Already had a conference call where I could ask questions.  I talk to him multiple times every day.
Sometimes he sounds tired - but he's getting 3 hours of therapy a day.  They are working to get him ready to go home.  I hope, and he hopes.  One day at a time…

I try to make all my posts related to Melissa because this is still HER blog.  It's easy to do that with this post.  Every time I go to Florida, dad asks for the FORT bracelets and her card (with her picture and the blog address).  Pretty much everyone at the VFW and City Limits has one.  Now he wants them for everyone that is working with him at Life Care Center.  In fact, when I was talking to him the other night, someone stopped in the room and asked for a bracelet!  I told him they were already in the mail.
He never stops talking about Melissa.    He misses her too.

 One of my favorite pictures of Melissa and Grandpa!

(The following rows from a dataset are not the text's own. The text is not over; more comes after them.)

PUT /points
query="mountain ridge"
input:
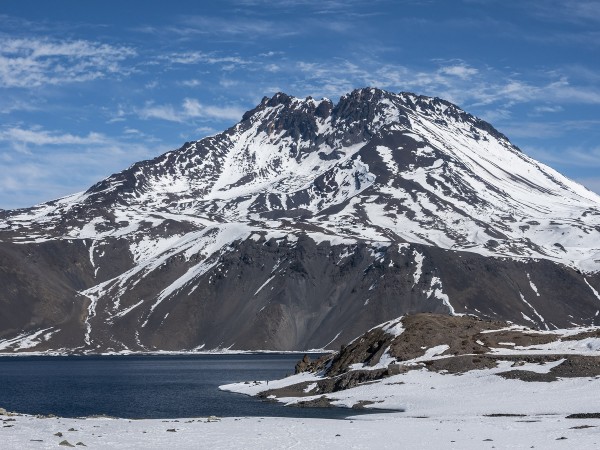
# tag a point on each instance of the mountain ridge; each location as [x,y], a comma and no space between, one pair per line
[407,181]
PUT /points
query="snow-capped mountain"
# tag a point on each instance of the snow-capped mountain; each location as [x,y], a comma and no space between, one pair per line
[301,227]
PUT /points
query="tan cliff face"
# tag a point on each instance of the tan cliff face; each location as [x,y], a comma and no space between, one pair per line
[301,227]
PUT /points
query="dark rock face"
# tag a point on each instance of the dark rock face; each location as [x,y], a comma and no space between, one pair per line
[463,343]
[302,227]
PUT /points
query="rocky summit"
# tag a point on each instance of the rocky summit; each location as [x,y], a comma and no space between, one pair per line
[301,227]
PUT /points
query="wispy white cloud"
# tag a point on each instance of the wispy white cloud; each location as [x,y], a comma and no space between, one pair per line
[57,164]
[190,109]
[39,137]
[588,158]
[34,62]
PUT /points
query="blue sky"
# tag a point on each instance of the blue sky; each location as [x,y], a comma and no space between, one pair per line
[89,87]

It will be a week Saturday.  Medicare will pay up to 100 days (100% first 21 days, 80% after).  I'm hoping that he will be strong enough to go home, because that is what he wants.  If not, we'll decide what to do then.  For now, I'm happy when he sounds good.  

Today is August 21.  On August 21, 1897, my grandma, Mildred Eilerman Rotert was born.  
Happy Birthday Grandma! (I'm sure she's celebrating in heaven!)


And of course, a post isn't a post without something about Andrew and Max.

Happy 5th Birthday MAXWELL IRVIN!!!

Yesterday, August 20, was Max's 5th birthday!  He started school August 19.  Incarnation, Early 5s.

Took the boys swimming at their neighborhood pool before the party!


Max is the man...

Andrew & GG


Missing you Melissa…today…tomorrow…ALWAYS!